Through SBMC, this emerging knowledge becomes relevant for customer-driven development. Questions of reproducibility, robustness, and process control are addressed in a way that allows external partners to engage with these advanced fabrication techniques. Instead of remaining confined to an academic setting, biofabrication expertise is embedded into collaborative projects where it can inform real development decisions.

In this sense, SBMC acts as a conduit: customers gain access not only to facilities, but to the accumulated scientific insight of TU/e researchers, translated into a form that supports applied innovation.

One ecosystem, two responsibilities

Crucially, this close relationship does not blur responsibilities.
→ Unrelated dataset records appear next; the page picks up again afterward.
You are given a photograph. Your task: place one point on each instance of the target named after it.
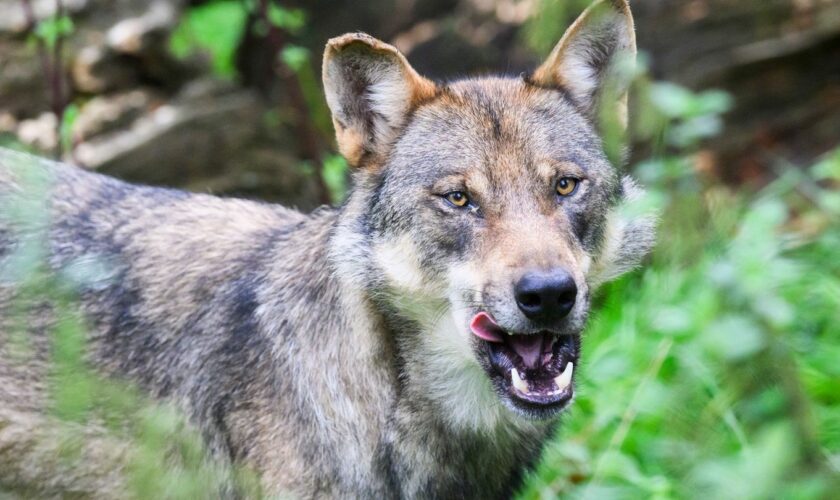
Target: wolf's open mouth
(536, 369)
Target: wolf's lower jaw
(541, 388)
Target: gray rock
(108, 113)
(13, 16)
(40, 133)
(95, 69)
(143, 34)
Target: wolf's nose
(546, 297)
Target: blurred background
(714, 372)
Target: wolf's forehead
(495, 121)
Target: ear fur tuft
(370, 89)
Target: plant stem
(52, 68)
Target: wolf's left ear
(580, 62)
(370, 89)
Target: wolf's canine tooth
(518, 383)
(564, 379)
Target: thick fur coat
(355, 351)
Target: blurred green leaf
(214, 28)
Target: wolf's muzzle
(546, 297)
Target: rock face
(147, 116)
(144, 115)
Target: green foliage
(52, 29)
(713, 372)
(214, 28)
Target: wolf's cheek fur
(628, 238)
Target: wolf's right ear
(370, 89)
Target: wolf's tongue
(529, 348)
(483, 326)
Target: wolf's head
(485, 211)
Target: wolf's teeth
(518, 383)
(564, 379)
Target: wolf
(419, 341)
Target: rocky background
(123, 87)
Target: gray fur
(329, 352)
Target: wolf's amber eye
(566, 186)
(457, 198)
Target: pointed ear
(370, 89)
(580, 62)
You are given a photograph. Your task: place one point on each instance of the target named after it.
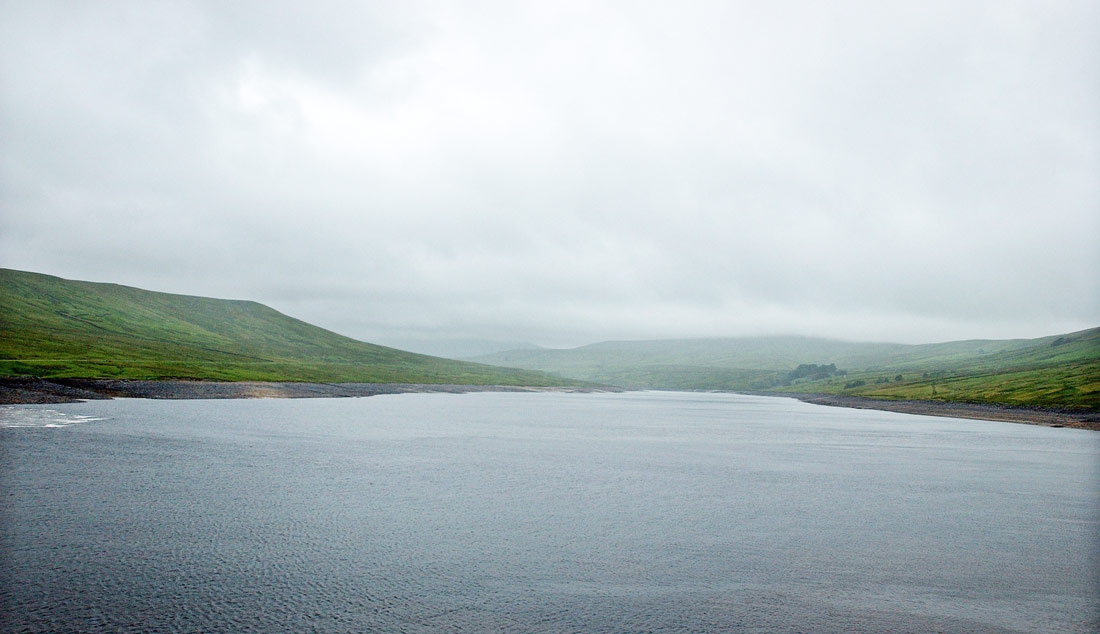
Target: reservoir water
(541, 512)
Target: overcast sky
(565, 173)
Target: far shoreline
(53, 391)
(974, 411)
(26, 391)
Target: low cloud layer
(567, 174)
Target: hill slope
(52, 327)
(1058, 372)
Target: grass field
(55, 328)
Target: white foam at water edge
(17, 416)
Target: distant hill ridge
(1060, 371)
(56, 328)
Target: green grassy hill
(1057, 372)
(55, 328)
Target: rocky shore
(983, 412)
(29, 391)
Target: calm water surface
(637, 512)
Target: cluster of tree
(814, 372)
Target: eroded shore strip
(1000, 413)
(30, 391)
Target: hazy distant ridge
(1059, 371)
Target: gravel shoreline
(983, 412)
(30, 391)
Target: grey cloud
(571, 172)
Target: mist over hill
(1060, 371)
(52, 327)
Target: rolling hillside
(56, 328)
(1056, 372)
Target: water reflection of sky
(32, 416)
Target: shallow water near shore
(541, 512)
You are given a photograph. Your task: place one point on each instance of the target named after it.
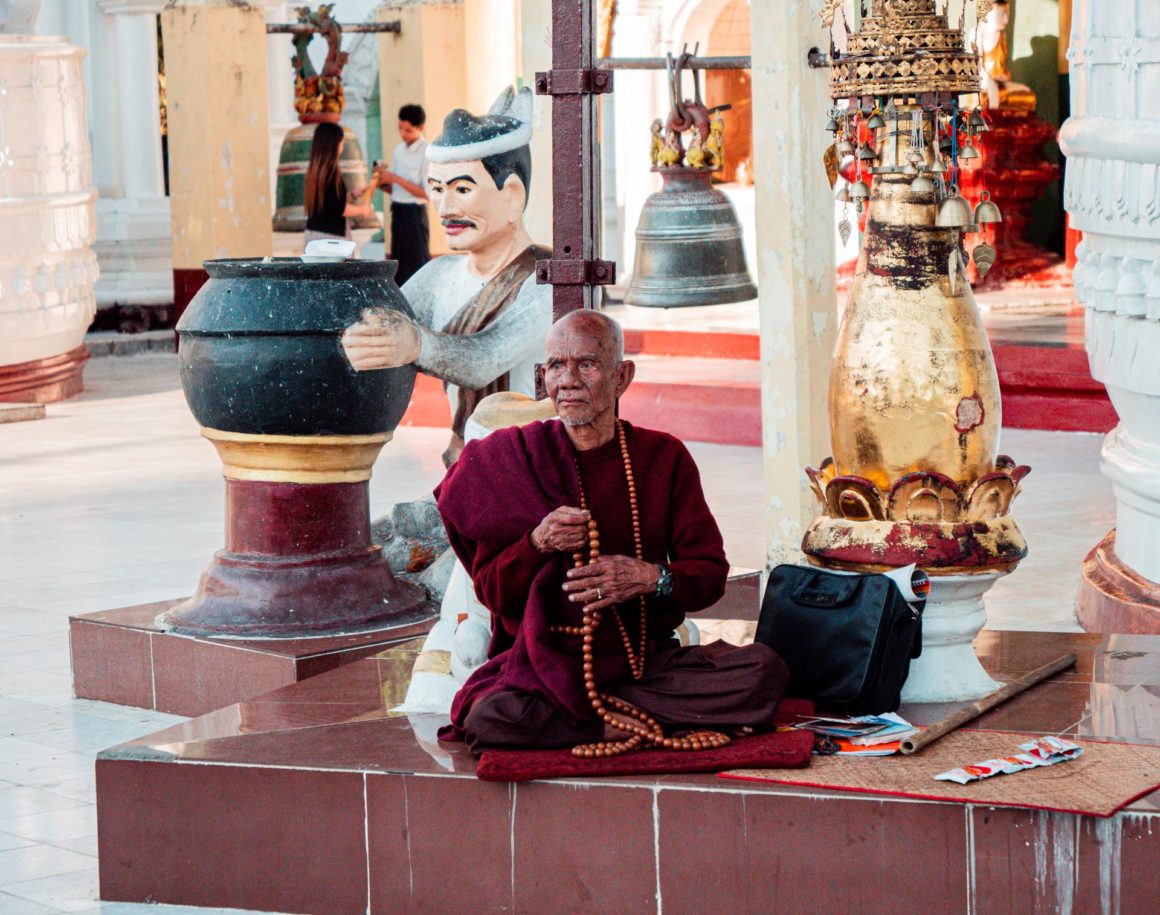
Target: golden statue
(999, 89)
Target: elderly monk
(591, 512)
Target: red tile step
(707, 387)
(316, 798)
(124, 658)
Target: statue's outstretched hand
(382, 340)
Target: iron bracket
(573, 82)
(560, 271)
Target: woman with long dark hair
(328, 207)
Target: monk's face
(473, 211)
(582, 372)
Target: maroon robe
(502, 487)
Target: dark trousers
(410, 239)
(716, 685)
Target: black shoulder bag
(847, 639)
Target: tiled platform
(124, 658)
(316, 798)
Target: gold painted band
(296, 458)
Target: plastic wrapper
(1035, 754)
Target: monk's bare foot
(616, 734)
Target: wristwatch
(665, 581)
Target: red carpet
(789, 749)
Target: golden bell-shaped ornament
(688, 246)
(987, 211)
(954, 212)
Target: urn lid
(287, 295)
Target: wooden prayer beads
(642, 727)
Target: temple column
(1113, 195)
(132, 237)
(796, 291)
(215, 55)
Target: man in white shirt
(407, 181)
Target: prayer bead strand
(642, 727)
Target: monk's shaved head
(595, 324)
TU/e remains responsible for fundamental research and long-term scientific exploration. SBMC ensures that the value created at TU/e does not stop at publication, but can flow outward to companies, startups, and healthcare innovators.

By working with SBMC, customers effectively tap into the TU/e knowledge ecosystem, supported by professionals who understand both the science and the requirements of applied development.

From fundamental insight to patient impact

The collaboration between TU/e and SBMC demonstrates how an innovation ecosystem can function as a coherent whole. Fundamental research generates understanding. SBMC translates that understanding into structured, reproducible approaches within customer projects. External partners, in turn, can build on this foundation to bring new biomaterial solutions closer to the clinic and the market.

In this chain, researchers like Iva van der Burgh-Vrees and Tom van Hattem are not just contributors to science, but enablers of knowledge transfer. Their work shows how deep academic expertise can become accessible, actionable, and impactful when fundamental and translational roles are clearly defined and tightly connected.